Crazy Egg offers several types of heatmaps that enable the user to analyze visitor behavior. Where do they click? Do they scroll to the bottom of the page? What are they looking at? These are questions that Crazy Egg answers. Implementation of this tool is easy and the reporting features are even easier.

 

HeatMap Tracker

Heat Map Tracker is a software tool that records and shows what every visitor is doing on the website in real-time. Through heatmaps, user behavior and conversion optimisation, you can practically look over your visitor’s shoulder. The result? Better user experience, customer loyalty, and sales.

 

Google Analytics

While most UX tools gouge your budget, a basic Google Analytics account is free of charge. There’s no need to switch to Premium, as the free data is more than enough for a start. The flexibility Google Analytics provides is almost limitless. You can set it up to observe usage trends, actions, track errors and many more. GA allows to you slice and dice your data in multiple ways and then display it in a wide range of charts.

 

UX Tools for Project Management

UX Tools for Project Management

 

Trello

Trello’s boards, lists, and cards enable you to arrange and prioritise your projects in a fun, flexible and rewarding way. You can also create boards to organise anything you’re working on. It allows you to invite coworkers and clients to collaborate. You can assign tasks to yourself and coworkers and comment on items with your friends.

 

Notism

Notism is ideal for UX designers who prefer to interact directly with the visuals in any given project. It allows you to share, discuss, and review creative work in a simple, effective and streamlined manner.

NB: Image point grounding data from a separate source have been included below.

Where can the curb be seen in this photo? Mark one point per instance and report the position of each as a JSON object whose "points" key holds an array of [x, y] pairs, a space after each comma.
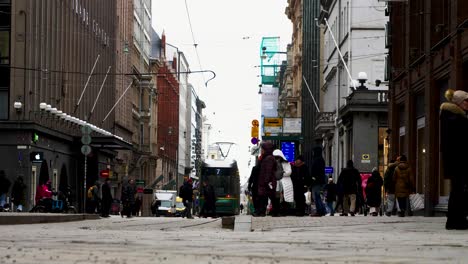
{"points": [[25, 219], [243, 223]]}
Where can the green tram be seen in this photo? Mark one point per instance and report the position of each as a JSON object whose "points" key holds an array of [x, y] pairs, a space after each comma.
{"points": [[224, 176]]}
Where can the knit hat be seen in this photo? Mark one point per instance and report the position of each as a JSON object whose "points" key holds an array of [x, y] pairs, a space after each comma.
{"points": [[459, 96]]}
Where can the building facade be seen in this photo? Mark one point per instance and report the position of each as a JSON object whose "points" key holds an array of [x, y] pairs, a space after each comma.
{"points": [[47, 94], [428, 54], [353, 118]]}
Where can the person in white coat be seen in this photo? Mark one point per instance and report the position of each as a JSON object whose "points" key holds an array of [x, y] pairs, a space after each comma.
{"points": [[284, 185]]}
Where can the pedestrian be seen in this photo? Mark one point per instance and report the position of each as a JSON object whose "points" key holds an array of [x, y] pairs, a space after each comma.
{"points": [[299, 175], [93, 198], [186, 193], [128, 198], [4, 188], [285, 188], [317, 171], [404, 184], [374, 192], [18, 193], [349, 183], [389, 185], [330, 197], [454, 143], [209, 195], [252, 187], [266, 178], [106, 201]]}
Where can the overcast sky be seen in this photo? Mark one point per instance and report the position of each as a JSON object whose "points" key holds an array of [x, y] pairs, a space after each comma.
{"points": [[228, 34]]}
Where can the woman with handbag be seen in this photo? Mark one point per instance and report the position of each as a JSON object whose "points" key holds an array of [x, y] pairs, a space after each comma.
{"points": [[454, 143], [404, 184]]}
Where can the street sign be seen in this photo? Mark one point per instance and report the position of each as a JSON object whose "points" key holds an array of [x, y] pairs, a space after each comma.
{"points": [[86, 130], [36, 156], [85, 150], [86, 139], [105, 173], [254, 141]]}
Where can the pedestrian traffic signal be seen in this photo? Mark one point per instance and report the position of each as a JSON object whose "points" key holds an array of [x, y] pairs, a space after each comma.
{"points": [[254, 132], [35, 137], [36, 156]]}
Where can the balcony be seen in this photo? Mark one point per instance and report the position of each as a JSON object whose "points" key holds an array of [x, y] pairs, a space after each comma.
{"points": [[325, 122], [365, 101]]}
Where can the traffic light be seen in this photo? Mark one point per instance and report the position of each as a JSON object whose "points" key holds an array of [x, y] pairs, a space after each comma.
{"points": [[254, 132], [34, 137], [36, 156]]}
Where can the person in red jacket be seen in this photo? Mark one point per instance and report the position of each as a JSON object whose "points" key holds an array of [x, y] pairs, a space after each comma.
{"points": [[43, 192], [266, 177]]}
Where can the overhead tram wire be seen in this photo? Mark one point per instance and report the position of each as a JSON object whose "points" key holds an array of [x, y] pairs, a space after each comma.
{"points": [[195, 45]]}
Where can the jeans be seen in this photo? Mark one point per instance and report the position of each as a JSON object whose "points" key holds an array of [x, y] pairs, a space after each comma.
{"points": [[330, 208], [319, 206], [2, 199], [188, 209]]}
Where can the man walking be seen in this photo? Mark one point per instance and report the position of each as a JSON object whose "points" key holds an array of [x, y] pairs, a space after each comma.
{"points": [[389, 186], [350, 184], [318, 181], [186, 193]]}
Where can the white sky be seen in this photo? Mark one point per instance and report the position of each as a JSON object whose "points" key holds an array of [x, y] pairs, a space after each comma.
{"points": [[228, 34]]}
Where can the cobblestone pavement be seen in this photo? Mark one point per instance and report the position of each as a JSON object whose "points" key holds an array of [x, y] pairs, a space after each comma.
{"points": [[274, 240]]}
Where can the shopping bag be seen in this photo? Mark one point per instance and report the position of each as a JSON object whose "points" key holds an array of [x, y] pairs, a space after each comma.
{"points": [[416, 201]]}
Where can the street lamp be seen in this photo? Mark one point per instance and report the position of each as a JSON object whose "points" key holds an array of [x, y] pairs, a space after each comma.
{"points": [[362, 78]]}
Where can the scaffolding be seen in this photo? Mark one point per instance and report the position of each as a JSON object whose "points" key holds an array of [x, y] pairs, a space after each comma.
{"points": [[270, 60]]}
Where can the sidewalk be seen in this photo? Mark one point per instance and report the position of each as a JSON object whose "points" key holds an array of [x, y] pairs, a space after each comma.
{"points": [[37, 218]]}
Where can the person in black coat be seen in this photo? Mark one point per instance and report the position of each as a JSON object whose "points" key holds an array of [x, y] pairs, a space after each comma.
{"points": [[252, 187], [299, 177], [106, 201], [4, 188], [349, 183], [374, 192], [18, 194], [209, 207], [128, 198], [317, 172], [454, 143], [186, 193]]}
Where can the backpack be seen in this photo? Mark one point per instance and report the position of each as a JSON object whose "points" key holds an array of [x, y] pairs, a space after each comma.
{"points": [[279, 171], [90, 193]]}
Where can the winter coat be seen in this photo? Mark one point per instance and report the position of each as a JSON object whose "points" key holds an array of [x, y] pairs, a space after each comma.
{"points": [[332, 191], [298, 176], [349, 181], [186, 192], [403, 178], [42, 191], [266, 178], [374, 190], [128, 194], [454, 140], [18, 192], [288, 191], [253, 180], [210, 198], [317, 170], [106, 194], [388, 178], [4, 183]]}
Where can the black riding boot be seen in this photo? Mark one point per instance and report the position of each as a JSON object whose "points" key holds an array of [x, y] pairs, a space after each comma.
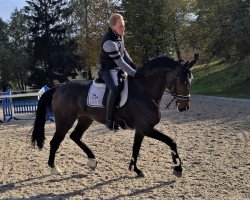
{"points": [[110, 123]]}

You can also turn static screens into interactive prototypes for web & mobile projects, add to-dos to your co-workers and boost up your design workflow.

 

Wrike

If you’re looking for a great collaboration tool with a free option for simple task listing then Wrike is an option worth exploring. All subscription levels come with a free trial. The professional option, with a full project planning and collaboration tool, is under $10 per month.

 

Redbooth

Redbooth is a project management tool for high-performing and busy teams. We love the simple but intuitive and effective design, and the timeline aspect is fun too! It’s easy to integrate Redbooth with popular apps such as Gmail, Dropbox, Cisco Spark and Slack or use their API to connect custom apps. Probably the least known of the applications featured here but definitely worth a go.

 

UX Tools for your Daily Routine

Peek

Peek is a free remote, unmonitored usability testing tool. Simply type in the URL of the website you’d like to test and whether you’d like to try it on desktop or mobile. A random tester from UserTesting will review the website and answer three simple questions while her screen is being recorded. Videos are usually around five minutes long and are often informative.

UX Project Checklist

Effective project management can make or break a product, and having a well-organized checklist to tick off each time you reach a milestone in the project lifecycle is a lifesaver. This is especially if you’re working solo or with a small team. UX Project Checklist breaks your UX design project down into nine phases: research, plan, explore, communicate, create, give feedback, finalize, delight and analyze, each with three concrete steps to check off. Each step has a helpful guide to make sure that you understand how it relates to the overall success of the project.

FiveSecondTest

FiveSecondTest simply shows your designs to users for five seconds, then tests them on how much info they can recall seeing. This helps you fine-tune your layouts, copy and calls to action for maximum impact.